The Urinary System
Table of Contents
Asclepiades absurdly believes that the urine passes through the kidneys.
If we are not going to grant the kidneys a faculty for attracting this particular quality, as Hippocrates held, we shall discover no other reason.
The kidneys must attract the urine, or the veins must propel it if it does not move of itself.
But if the veins did exert a propulsive action when they contract, they would squeeze out into the kidneys not merely the urine, but along with it the whole of the blood which they contain.
If this is impossible, as we shall show, the remaining explanation is that the kidneys do exert traction.
How is propulsion by the veins impossible?
The situation of the kidneys is against it.
They do not occupy a position beneath the hollow vein [vena cava] as does the sieve-like [ethmoid] passage in the nose and palate in relation to the surplus matter from the brain.
They are situated on both sides of it.
Besides, if the kidneys are like sieves, and readily let the thinner serous [whey-like] portion through, and keep out the thicker portion, then the whole of the blood contained in the vena cava must go to them, just as the whole of the wine is thrown into the filters.
The example of milk being made into cheese will show clearly what I mean.
For this, too, although it is all thrown into the wicker strainers, does not all percolate through; such part of it as is too fine in proportion to the width of the meshes passes downwards, and this is called whey [serum]; the remaining thick portion which is destined to become cheese cannot get down, since the pores of the strainers will not admit it.
Thus it is that, if the blood-serum has similarly to percolate through the kidneys, the whole of the blood must come to them, and not merely one part of it.
What, then, is the appearance as found on dissection?
One division of the vena cava is carried upwards to the heart, and the other mounts upon the spine and extends along its whole length as far as the legs.
Thus one division does not even come near the kidneys, while the other approaches them but is certainly not inserted into them.

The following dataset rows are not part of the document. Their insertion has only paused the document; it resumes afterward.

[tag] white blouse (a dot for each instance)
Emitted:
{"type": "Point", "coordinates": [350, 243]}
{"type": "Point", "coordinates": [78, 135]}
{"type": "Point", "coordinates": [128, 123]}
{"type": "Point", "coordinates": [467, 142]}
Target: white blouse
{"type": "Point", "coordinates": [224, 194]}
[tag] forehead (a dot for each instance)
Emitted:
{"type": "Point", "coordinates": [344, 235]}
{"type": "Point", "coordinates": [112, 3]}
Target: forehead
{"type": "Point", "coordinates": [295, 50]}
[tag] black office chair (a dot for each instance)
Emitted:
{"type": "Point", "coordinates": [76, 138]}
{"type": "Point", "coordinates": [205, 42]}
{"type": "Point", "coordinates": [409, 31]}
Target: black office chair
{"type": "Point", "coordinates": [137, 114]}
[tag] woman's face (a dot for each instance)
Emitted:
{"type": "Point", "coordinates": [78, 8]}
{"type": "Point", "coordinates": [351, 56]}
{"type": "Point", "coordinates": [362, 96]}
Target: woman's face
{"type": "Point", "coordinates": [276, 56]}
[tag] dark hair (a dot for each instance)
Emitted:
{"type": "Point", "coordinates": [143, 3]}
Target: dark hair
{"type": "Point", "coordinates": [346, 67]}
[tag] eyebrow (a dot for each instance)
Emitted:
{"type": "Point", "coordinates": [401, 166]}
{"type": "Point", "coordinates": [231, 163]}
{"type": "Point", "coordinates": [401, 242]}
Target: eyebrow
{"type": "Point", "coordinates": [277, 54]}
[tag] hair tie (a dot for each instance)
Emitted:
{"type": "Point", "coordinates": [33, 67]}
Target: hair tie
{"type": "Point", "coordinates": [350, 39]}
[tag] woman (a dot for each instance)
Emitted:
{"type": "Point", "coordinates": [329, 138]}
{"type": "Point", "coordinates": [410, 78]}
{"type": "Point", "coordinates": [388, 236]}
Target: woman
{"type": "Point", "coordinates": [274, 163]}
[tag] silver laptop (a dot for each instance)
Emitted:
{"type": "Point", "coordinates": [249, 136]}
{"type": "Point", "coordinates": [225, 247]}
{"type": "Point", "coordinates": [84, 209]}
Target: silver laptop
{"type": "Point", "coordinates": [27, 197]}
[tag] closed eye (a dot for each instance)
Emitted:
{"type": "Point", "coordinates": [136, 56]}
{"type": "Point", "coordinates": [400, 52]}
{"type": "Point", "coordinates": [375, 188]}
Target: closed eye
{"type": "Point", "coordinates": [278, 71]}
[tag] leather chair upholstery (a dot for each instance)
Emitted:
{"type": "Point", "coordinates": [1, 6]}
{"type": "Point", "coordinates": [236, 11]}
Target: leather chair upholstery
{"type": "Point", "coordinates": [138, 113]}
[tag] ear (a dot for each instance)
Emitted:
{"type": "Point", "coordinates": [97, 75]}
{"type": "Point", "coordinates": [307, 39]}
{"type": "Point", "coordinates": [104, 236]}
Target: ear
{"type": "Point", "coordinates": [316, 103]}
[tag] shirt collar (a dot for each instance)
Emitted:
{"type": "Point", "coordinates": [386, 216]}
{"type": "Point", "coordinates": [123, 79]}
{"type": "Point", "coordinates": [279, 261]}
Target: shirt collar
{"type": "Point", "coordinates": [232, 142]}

If the blood were destined to be purified by them as if they were sieves, the whole of it would have to fall into them, the thin part being thereafter conveyed downwards, and the thick part retained above.
But this is not so.
The kidneys lie on either side of the vena cava.
They therefore do not act like sieves, filtering fluid sent to them by the vena cava, and themselves contributing no force.
They obviously exert traction; for this is the only remaining alternative.
How, then, do they exert this traction?
Epicurus believes that all attraction happens through the rebounds and entanglements of atoms.
it would be certainly better to maintain that the kidneys have no attractive action at all;
His theory would be much more ridiculous than the theory of the lodestone [magnet], mentioned earlier.
Attraction occurs in the way Hippocrates laid down.
My point is that the secretion of urine is the attraction by the kidneys.
For if it be granted that there is any attractive faculty at all in those things which are governed by Nature, a person who attempted to say anything else about the absorption of nutriment would be considered a fool.